Agents raided Winner’s home in Augusta and seized four phones, two laptops, an Amazon tablet, a handbook on Iran and a nondisclosure agreement, the Augusta Chronicle reported. They also found an AR-15 rifle and a shotgun, Solari said Thursday. The prosecutor said that Winner had a Tor browser on a computer. Tor is a software that hides browsing activity and allows for anonymous communication on the internet.
Winner, who appeared in court in an orange jumpsuit with her hair in a bun, has been held in a federal detention center in Lincolnton, Georgia. Solari alleged that in recorded phone calls to her sister from the detention center, Winner planned how to defend herself.
“I’m going to play that card being pretty, white and cute, braid my hair and cry and all,” Winner said, according to Solari.
Winner also told her mother she feared for her life and the life of her pets, and asked her mother to “play up that angle,” Solari alleged.
Winner was stone-faced in court and didn’t make eye contact with her family. She adopted a military posture when she stood. After it was announced their daughter would continue to be detained, her mother and stepfather walked out of the courtroom as her mother started to cry.
Solari added that Winner told her mother, “You know I’m charged with these documents, I’m screwed up.” Because Winner mentioned “documents” ― rather than a single document ― investigators are now looking into whether she has other classified information, Solari said. On Nov. 9, 2016, while still with the Air Force, Winner used her work computer to google the question: “Do top secret computers know when a thumb drive is inserted?” Solari told the court.
Solari also said that during a conversation with her mother from jail, Winner told her that if she didn’t get bonded out on Thursday, she would go “nuclear to the press.”

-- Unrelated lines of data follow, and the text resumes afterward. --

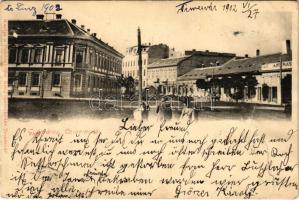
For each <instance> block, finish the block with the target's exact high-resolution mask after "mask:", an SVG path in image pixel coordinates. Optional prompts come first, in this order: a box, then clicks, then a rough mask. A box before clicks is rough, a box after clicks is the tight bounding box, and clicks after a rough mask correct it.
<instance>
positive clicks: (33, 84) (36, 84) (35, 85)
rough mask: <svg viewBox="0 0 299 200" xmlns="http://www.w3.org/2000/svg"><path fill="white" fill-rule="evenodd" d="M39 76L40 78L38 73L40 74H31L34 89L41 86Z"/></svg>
mask: <svg viewBox="0 0 299 200" xmlns="http://www.w3.org/2000/svg"><path fill="white" fill-rule="evenodd" d="M39 76H40V73H38V72H33V73H32V74H31V86H33V87H36V86H39Z"/></svg>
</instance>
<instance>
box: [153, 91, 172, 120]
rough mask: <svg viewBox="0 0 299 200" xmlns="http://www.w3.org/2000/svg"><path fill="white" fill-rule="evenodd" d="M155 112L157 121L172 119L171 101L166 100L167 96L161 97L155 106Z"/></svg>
mask: <svg viewBox="0 0 299 200" xmlns="http://www.w3.org/2000/svg"><path fill="white" fill-rule="evenodd" d="M156 113H157V114H158V120H159V121H164V120H171V119H172V109H171V103H170V102H169V101H168V100H167V97H162V99H161V102H160V103H159V105H158V106H157V110H156Z"/></svg>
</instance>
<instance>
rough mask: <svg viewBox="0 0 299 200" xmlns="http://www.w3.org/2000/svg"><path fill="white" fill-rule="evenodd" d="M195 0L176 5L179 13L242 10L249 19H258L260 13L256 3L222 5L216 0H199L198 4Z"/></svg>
mask: <svg viewBox="0 0 299 200" xmlns="http://www.w3.org/2000/svg"><path fill="white" fill-rule="evenodd" d="M191 2H193V0H187V1H184V2H183V3H180V4H178V5H177V6H176V8H177V13H178V14H181V13H189V12H193V11H201V12H204V11H205V12H217V11H221V12H223V13H237V12H241V13H242V14H245V15H246V16H247V18H249V19H256V17H257V15H258V14H259V13H260V11H259V8H258V5H257V4H256V3H251V2H248V1H247V2H244V3H242V5H241V6H240V5H239V4H237V3H224V4H222V6H221V7H219V5H216V4H215V3H214V2H212V1H211V2H205V1H202V2H200V3H199V2H197V5H194V4H195V3H194V4H192V5H191Z"/></svg>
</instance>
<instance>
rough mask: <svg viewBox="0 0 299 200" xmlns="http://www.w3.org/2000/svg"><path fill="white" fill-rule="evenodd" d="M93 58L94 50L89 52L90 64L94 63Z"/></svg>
mask: <svg viewBox="0 0 299 200" xmlns="http://www.w3.org/2000/svg"><path fill="white" fill-rule="evenodd" d="M92 58H93V53H92V52H89V64H90V65H92V64H93V63H92V60H93V59H92Z"/></svg>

Her friend Ann Demasi took the stand and said the two have known each other for the last six years after meeting through the Air Force in California. They fell out of touch, but Demasi now lives in Augusta and does yoga with Winner, she said.
When responding to a question about who Winner’s best friend is in Augusta, Demasi replied, “Other than pets, I’m not really sure as far as people are concerned.”

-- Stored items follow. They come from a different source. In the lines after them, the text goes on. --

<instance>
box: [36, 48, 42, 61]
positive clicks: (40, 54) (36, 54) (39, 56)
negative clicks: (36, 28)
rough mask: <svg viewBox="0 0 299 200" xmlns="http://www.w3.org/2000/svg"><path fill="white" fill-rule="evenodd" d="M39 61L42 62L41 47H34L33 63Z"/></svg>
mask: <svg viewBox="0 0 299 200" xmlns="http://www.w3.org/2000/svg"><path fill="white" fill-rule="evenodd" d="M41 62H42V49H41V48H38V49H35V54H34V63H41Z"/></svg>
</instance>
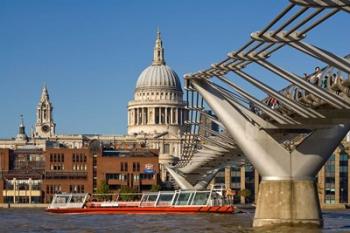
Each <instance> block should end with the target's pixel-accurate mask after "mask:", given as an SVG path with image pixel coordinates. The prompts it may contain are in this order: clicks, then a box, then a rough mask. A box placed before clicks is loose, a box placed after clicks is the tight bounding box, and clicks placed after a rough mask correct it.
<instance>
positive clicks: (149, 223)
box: [0, 209, 350, 233]
mask: <svg viewBox="0 0 350 233" xmlns="http://www.w3.org/2000/svg"><path fill="white" fill-rule="evenodd" d="M253 217H254V213H253V212H247V213H240V214H233V215H218V214H193V215H181V214H180V215H179V214H177V215H169V214H164V215H159V214H158V215H57V214H49V213H46V212H44V211H43V210H38V209H22V210H19V209H0V226H1V227H0V232H60V233H61V232H72V233H73V232H74V233H78V232H79V233H82V232H83V233H89V232H130V233H131V232H133V233H134V232H166V233H171V232H208V233H209V232H215V233H218V232H223V233H226V232H230V233H232V232H240V233H246V232H250V233H277V232H278V233H292V232H293V233H294V232H302V233H320V232H322V233H328V232H350V212H349V211H345V210H344V211H332V212H326V213H325V214H324V220H325V227H324V228H323V229H317V228H316V229H315V228H310V227H286V226H280V227H273V228H260V229H253V228H252V227H251V223H252V220H253Z"/></svg>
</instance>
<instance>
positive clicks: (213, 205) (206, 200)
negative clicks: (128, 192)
mask: <svg viewBox="0 0 350 233" xmlns="http://www.w3.org/2000/svg"><path fill="white" fill-rule="evenodd" d="M222 193H223V192H222V190H221V191H220V190H216V189H211V190H176V191H160V192H145V193H142V194H140V198H139V200H135V198H131V197H130V196H129V197H128V196H127V194H120V195H118V196H117V197H116V198H115V199H114V200H113V199H112V198H105V197H108V195H101V196H99V197H98V196H97V197H98V198H97V197H96V196H91V195H90V194H87V193H81V194H73V193H66V194H56V195H55V196H54V198H53V200H52V203H51V204H50V205H49V207H48V208H47V211H48V212H51V213H63V214H161V213H178V214H181V213H182V214H185V213H220V214H231V213H233V212H234V207H233V206H232V205H230V204H225V201H224V198H223V195H222ZM98 199H100V200H102V201H97V200H98ZM103 199H104V200H103ZM106 199H109V200H108V201H106ZM125 199H128V201H126V200H125Z"/></svg>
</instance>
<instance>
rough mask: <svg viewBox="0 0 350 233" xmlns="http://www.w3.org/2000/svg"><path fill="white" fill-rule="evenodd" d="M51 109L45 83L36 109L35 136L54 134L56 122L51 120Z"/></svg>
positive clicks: (49, 102) (48, 94)
mask: <svg viewBox="0 0 350 233" xmlns="http://www.w3.org/2000/svg"><path fill="white" fill-rule="evenodd" d="M52 110H53V107H52V103H51V102H50V97H49V93H48V90H47V86H46V85H45V86H44V87H43V89H42V92H41V98H40V101H39V104H38V106H37V109H36V124H35V132H34V136H35V137H42V138H48V137H52V136H54V135H55V128H56V124H55V123H54V121H53V117H52Z"/></svg>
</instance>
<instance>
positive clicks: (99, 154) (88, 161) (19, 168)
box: [0, 146, 159, 203]
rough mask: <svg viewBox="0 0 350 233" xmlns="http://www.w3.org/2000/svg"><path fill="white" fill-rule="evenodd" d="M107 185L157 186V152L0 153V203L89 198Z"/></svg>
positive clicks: (33, 152) (64, 152) (72, 148)
mask: <svg viewBox="0 0 350 233" xmlns="http://www.w3.org/2000/svg"><path fill="white" fill-rule="evenodd" d="M102 181H106V182H107V184H108V185H109V187H110V190H111V191H113V192H116V191H118V189H120V188H121V187H122V186H128V187H130V188H134V189H135V190H138V191H144V190H149V189H150V188H151V187H152V185H157V184H158V182H159V162H158V150H146V149H140V148H139V149H123V150H118V149H114V147H113V149H103V148H99V149H97V150H92V149H91V148H80V149H76V148H47V149H46V150H42V149H39V148H36V147H33V146H25V147H22V148H18V149H14V150H13V149H0V202H2V203H42V202H45V203H47V202H50V201H51V200H52V196H53V195H54V194H55V193H60V192H68V193H70V192H73V193H74V192H76V193H85V192H89V193H93V192H95V191H96V190H97V187H98V185H100V184H101V182H102Z"/></svg>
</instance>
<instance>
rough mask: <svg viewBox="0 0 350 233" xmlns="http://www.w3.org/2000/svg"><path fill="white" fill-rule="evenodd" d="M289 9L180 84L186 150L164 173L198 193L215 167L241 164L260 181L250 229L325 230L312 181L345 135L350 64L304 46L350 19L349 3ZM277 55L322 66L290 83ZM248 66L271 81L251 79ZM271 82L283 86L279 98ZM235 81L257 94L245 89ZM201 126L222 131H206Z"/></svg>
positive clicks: (327, 1)
mask: <svg viewBox="0 0 350 233" xmlns="http://www.w3.org/2000/svg"><path fill="white" fill-rule="evenodd" d="M286 5H287V6H286V7H285V8H284V9H283V10H282V11H281V12H280V13H279V14H278V15H277V16H276V17H275V18H274V19H272V20H271V21H270V22H269V23H268V24H267V25H266V26H265V27H264V28H262V29H261V30H259V31H256V32H253V33H251V35H250V39H249V40H248V42H246V43H245V44H244V45H243V46H241V47H239V48H238V49H236V50H234V51H232V52H230V53H229V54H227V56H226V57H225V58H224V59H223V60H221V61H219V62H216V63H214V64H212V65H211V66H210V67H209V68H207V69H205V70H202V71H199V72H195V73H191V74H186V75H185V77H184V78H185V88H186V97H187V103H188V106H187V109H188V117H187V120H186V133H185V136H184V143H183V151H182V155H181V158H180V159H179V160H178V161H177V162H176V163H175V164H174V165H173V166H167V170H168V171H169V173H170V174H171V175H172V177H173V178H174V180H175V181H176V182H177V184H178V185H179V186H180V187H181V188H183V189H191V188H196V189H201V188H205V187H206V186H207V185H208V183H209V182H210V180H211V179H212V178H213V177H214V176H215V175H216V173H217V172H218V171H219V170H220V168H222V167H224V166H226V165H227V164H238V165H239V164H241V163H243V162H244V161H245V158H246V159H247V160H248V161H249V162H250V163H251V164H252V165H253V166H254V167H255V168H256V169H257V171H258V172H259V174H260V175H261V178H262V181H261V183H260V185H259V193H258V199H257V200H256V211H255V217H254V221H253V226H257V227H258V226H268V225H274V224H303V223H305V224H315V225H317V226H322V225H323V220H322V214H321V210H320V204H319V200H318V191H317V187H316V182H315V176H316V175H317V173H318V171H319V170H320V168H321V167H322V166H323V165H324V163H325V162H326V161H327V160H328V158H329V157H330V155H331V154H332V152H333V151H334V150H335V148H336V147H337V145H338V144H339V143H340V141H341V140H342V139H343V138H344V137H345V135H346V134H347V132H348V131H349V130H350V77H349V74H350V56H345V57H342V56H338V55H336V54H334V53H332V52H331V51H327V50H325V49H323V48H320V47H319V46H317V45H315V44H311V43H309V42H305V40H307V41H312V40H313V39H315V38H312V37H311V38H307V35H308V34H309V32H311V31H312V30H316V28H317V27H319V26H320V25H322V23H323V22H325V21H327V20H329V19H330V18H332V17H333V16H334V15H336V14H348V13H350V1H349V0H290V1H289V2H287V1H286ZM349 19H350V18H349ZM349 22H350V21H349ZM337 30H349V28H337ZM316 39H317V40H322V39H323V38H320V37H318V38H316ZM280 50H287V54H288V52H294V53H295V52H298V53H299V54H301V55H302V56H310V57H311V58H312V59H316V60H317V62H319V61H321V62H322V63H323V64H324V66H323V67H320V68H317V69H316V70H315V72H314V73H312V74H310V75H300V74H296V73H294V72H291V71H289V70H287V69H286V68H283V67H281V66H280V65H278V64H276V63H278V56H281V54H279V53H278V52H279V51H280ZM288 50H289V51H288ZM284 54H286V53H284ZM271 57H273V58H274V59H273V61H274V62H273V61H271V59H270V58H271ZM290 62H291V63H293V64H298V62H299V61H298V60H291V61H290ZM250 66H255V67H258V68H259V69H261V70H262V71H264V72H262V73H263V74H265V73H270V74H271V75H272V76H273V78H275V79H276V82H271V81H270V83H268V81H267V80H268V79H267V78H264V77H261V75H259V76H258V77H256V76H257V75H255V76H254V75H252V74H249V73H248V72H249V67H250ZM278 79H282V80H284V81H285V82H287V83H288V85H287V86H286V87H285V88H283V89H282V90H281V89H280V88H278V87H277V84H276V83H278V82H279V81H280V80H278ZM242 81H244V82H246V83H248V84H249V85H251V86H252V87H254V88H255V89H256V90H257V91H256V92H254V93H251V92H249V91H247V90H246V89H244V88H242V86H240V85H239V83H242ZM257 93H264V96H266V98H263V99H261V98H259V97H258V94H257ZM208 110H211V111H212V112H214V113H215V114H214V115H212V114H209V111H208ZM203 119H205V121H210V122H214V123H216V124H218V125H219V126H220V129H222V130H221V131H220V132H217V131H214V130H212V129H211V128H210V127H208V126H207V125H206V124H203V121H204V120H203Z"/></svg>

Her mother, Billie Winner-Davis, told HuffPost before the court appearance Thursday she remains skeptical of the FBI’s version of events.
“I don’t know that she did this, none of this matches,” Winner-Davis said. “How would she know to access anything? How would she know what to look for? All of the things we read in that affidavit, it just seems so perfectly tied together, a neat little bow. They got the perfect case, but it doesn’t match. None of this matches.”

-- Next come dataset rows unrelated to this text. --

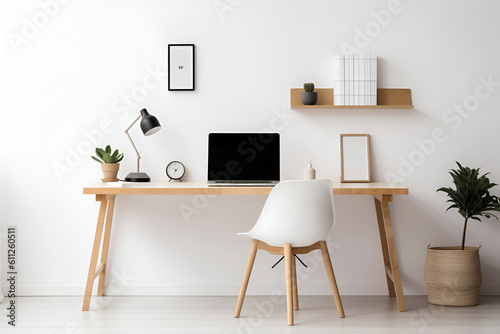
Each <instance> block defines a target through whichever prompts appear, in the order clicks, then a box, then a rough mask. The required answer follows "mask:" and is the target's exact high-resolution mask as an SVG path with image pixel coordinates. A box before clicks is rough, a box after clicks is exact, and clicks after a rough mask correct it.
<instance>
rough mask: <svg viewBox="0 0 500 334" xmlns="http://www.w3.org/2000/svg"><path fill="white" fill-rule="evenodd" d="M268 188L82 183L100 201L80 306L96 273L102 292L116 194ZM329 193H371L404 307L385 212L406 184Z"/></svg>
mask: <svg viewBox="0 0 500 334" xmlns="http://www.w3.org/2000/svg"><path fill="white" fill-rule="evenodd" d="M272 189H273V188H272V187H232V186H231V187H209V186H207V185H206V183H204V182H150V183H144V184H137V183H134V184H126V185H123V186H122V187H117V186H109V185H105V184H103V183H97V184H94V185H91V186H88V187H84V188H83V193H84V194H90V195H95V196H96V201H98V202H101V204H100V209H99V216H98V218H97V227H96V232H95V238H94V246H93V248H92V256H91V259H90V268H89V274H88V277H87V286H86V288H85V297H84V299H83V307H82V310H83V311H88V310H89V306H90V298H91V296H92V288H93V285H94V280H95V279H96V278H97V277H99V285H98V287H97V295H98V296H103V295H104V282H105V280H106V264H107V262H108V250H109V240H110V236H111V223H112V221H113V210H114V207H115V198H116V195H200V194H202V195H268V194H269V193H270V192H271V190H272ZM333 194H334V195H371V196H373V198H374V202H375V211H376V213H377V221H378V227H379V232H380V241H381V246H382V254H383V257H384V265H385V273H386V279H387V288H388V290H389V296H391V297H396V299H397V302H398V308H399V311H401V312H404V311H406V308H405V302H404V296H403V287H402V285H401V276H400V274H399V266H398V259H397V256H396V246H395V243H394V234H393V232H392V224H391V216H390V213H389V202H392V197H393V195H407V194H408V188H405V187H402V186H399V185H397V184H394V183H377V182H372V183H334V184H333ZM103 229H104V240H103V244H102V250H101V257H100V263H99V265H98V264H97V262H98V258H99V249H100V246H101V239H102V236H103V233H102V232H103Z"/></svg>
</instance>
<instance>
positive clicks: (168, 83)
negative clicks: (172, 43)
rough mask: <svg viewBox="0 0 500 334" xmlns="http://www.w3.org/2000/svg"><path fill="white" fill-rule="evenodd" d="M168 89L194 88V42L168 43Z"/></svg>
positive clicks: (178, 89)
mask: <svg viewBox="0 0 500 334" xmlns="http://www.w3.org/2000/svg"><path fill="white" fill-rule="evenodd" d="M167 68H168V90H194V44H169V45H168V64H167Z"/></svg>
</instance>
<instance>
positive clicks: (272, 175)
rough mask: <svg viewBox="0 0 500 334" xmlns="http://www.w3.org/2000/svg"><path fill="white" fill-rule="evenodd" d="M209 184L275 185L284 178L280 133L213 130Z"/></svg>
mask: <svg viewBox="0 0 500 334" xmlns="http://www.w3.org/2000/svg"><path fill="white" fill-rule="evenodd" d="M207 175H208V176H207V182H208V185H209V186H274V185H276V184H278V183H279V181H280V135H279V134H278V133H210V134H209V135H208V173H207Z"/></svg>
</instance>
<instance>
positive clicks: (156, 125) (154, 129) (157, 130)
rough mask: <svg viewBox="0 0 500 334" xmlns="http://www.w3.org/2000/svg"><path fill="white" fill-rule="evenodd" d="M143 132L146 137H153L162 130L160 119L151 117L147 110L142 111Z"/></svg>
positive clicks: (141, 129) (142, 129) (141, 119)
mask: <svg viewBox="0 0 500 334" xmlns="http://www.w3.org/2000/svg"><path fill="white" fill-rule="evenodd" d="M141 115H142V117H141V118H142V119H141V130H142V133H144V135H145V136H151V135H153V134H155V133H157V132H158V131H160V130H161V125H160V122H159V121H158V118H156V117H154V116H153V115H150V114H149V113H148V111H147V110H146V109H142V110H141Z"/></svg>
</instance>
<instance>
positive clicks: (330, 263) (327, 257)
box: [320, 241, 345, 318]
mask: <svg viewBox="0 0 500 334" xmlns="http://www.w3.org/2000/svg"><path fill="white" fill-rule="evenodd" d="M320 246H321V254H322V255H323V262H325V268H326V272H327V274H328V279H329V280H330V286H331V288H332V291H333V298H334V299H335V305H336V306H337V312H338V313H339V317H341V318H344V317H345V314H344V307H343V306H342V300H341V299H340V294H339V289H338V287H337V281H336V280H335V275H334V273H333V267H332V261H331V259H330V254H329V253H328V247H327V246H326V242H325V241H320Z"/></svg>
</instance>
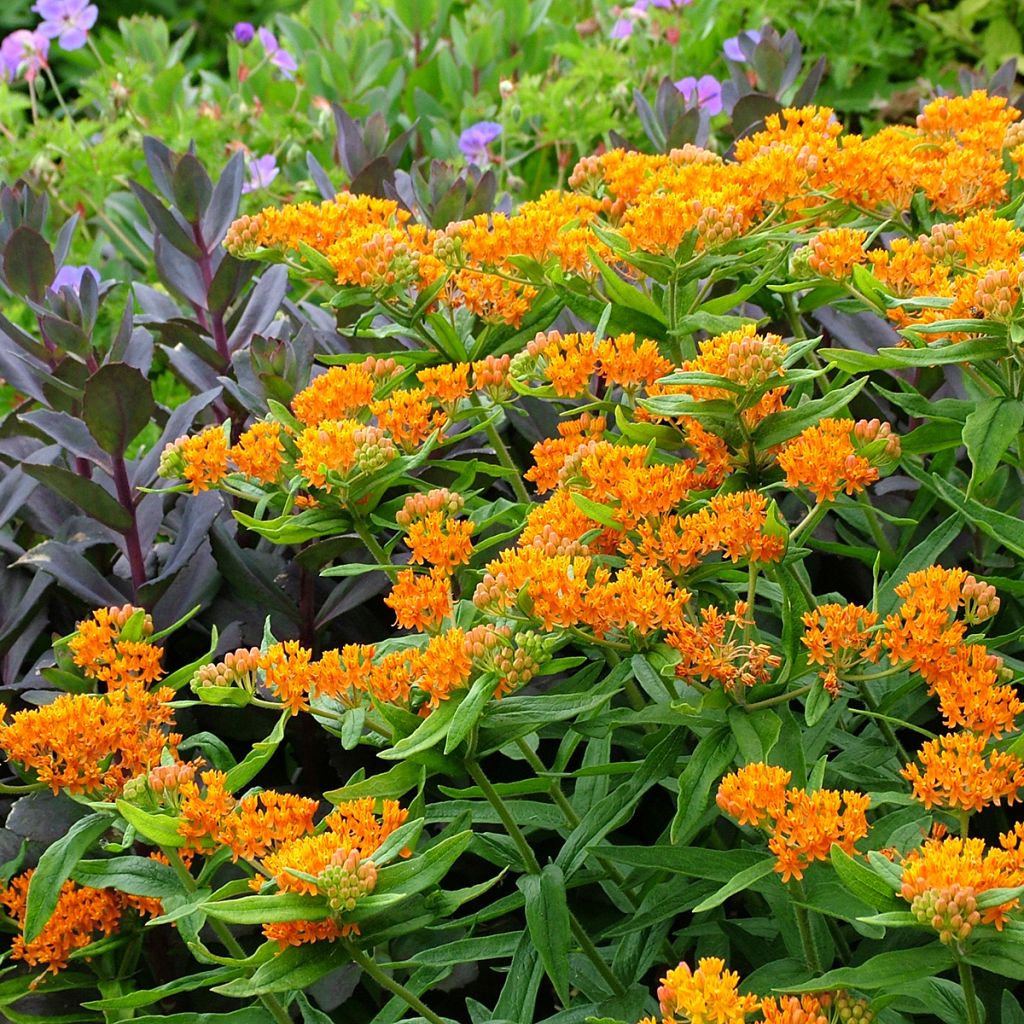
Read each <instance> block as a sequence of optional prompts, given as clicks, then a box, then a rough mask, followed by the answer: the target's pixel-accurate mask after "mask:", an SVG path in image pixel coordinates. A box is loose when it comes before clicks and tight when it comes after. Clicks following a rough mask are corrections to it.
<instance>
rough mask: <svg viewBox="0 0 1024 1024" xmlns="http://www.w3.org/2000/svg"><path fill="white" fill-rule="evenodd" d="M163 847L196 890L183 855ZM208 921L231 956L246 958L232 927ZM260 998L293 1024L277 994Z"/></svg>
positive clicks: (260, 997) (172, 865)
mask: <svg viewBox="0 0 1024 1024" xmlns="http://www.w3.org/2000/svg"><path fill="white" fill-rule="evenodd" d="M161 849H162V850H163V851H164V856H165V857H167V860H168V862H169V863H170V865H171V867H172V868H174V873H175V874H177V877H178V879H179V880H180V882H181V884H182V885H183V886H184V887H185V889H186V890H187V891H188V892H189V893H194V892H196V890H197V889H198V888H199V886H198V885H197V883H196V880H195V879H194V878H193V876H191V871H189V870H188V868H187V867H185V864H184V861H183V860H182V859H181V855H180V854H179V853H178V851H177V850H176V849H174V847H168V846H165V847H161ZM207 923H208V924H209V925H210V927H211V928H212V929H213V931H214V934H215V935H216V936H217V938H218V939H220V941H221V942H222V943H223V944H224V948H225V949H226V950H227V951H228V953H230V954H231V956H233V957H234V958H236V959H246V951H245V949H243V948H242V944H241V943H240V942H239V940H238V939H237V938H234V936H233V935H232V934H231V931H230V929H229V928H228V927H227V926H226V925H225V924H224V923H223V922H222V921H217V919H216V918H210V919H208V922H207ZM259 1000H260V1002H262V1004H263V1006H264V1007H265V1008H266V1011H267V1013H269V1014H270V1016H271V1017H272V1018H273V1019H274V1020H275V1021H276V1022H278V1024H292V1017H291V1014H289V1012H288V1011H287V1010H286V1009H285V1007H284V1005H283V1004H282V1002H281V1000H280V999H279V998H278V996H276V995H270V994H267V995H261V996H260V997H259Z"/></svg>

Winner-Davis said her daughter contacted The Intercept, but it was to request a podcast they had done regarding climate change, a topic of extreme importance to her daughter, she said.
“Yes, she reached out to The Intercept twice on her personal time on her personal computer,” Winner-Davis said. “She asked them for a transcript on a podcast on climate change. She met with a state rep and was going to have follow-up meetings with his office.”
A spokeswoman for Sen. David Perdue (R-Ga.) told HuffPost that Winner met with a staff member at one of the lawmaker’s offices in Georgia in early February to discuss climate change.
After six years working as a linguist in the Air Force with a top security clearance, Winner joined Pluribus in February. Her social media paints a picture of a young woman with outspoken views.
“When we become the United States of the Russian Federation, Olympic lifting will be the national sport,” she said in one Facebook post.
Many of her posts criticize President Donald Trump, including one calling him an “orange fascist.”
Winner’s stepfather, Gary Davis, told HuffPost before Thursday’s hearing that the American people should demand a fair trial for his daughter.
“This is a 25-year-old girl who served her country with admiration and distinction,” Davis said. “But she’s now the poster child for every bad thing that happens, and the government is going to prosecute her as if she’s the number one threat to national security, and she’s not.”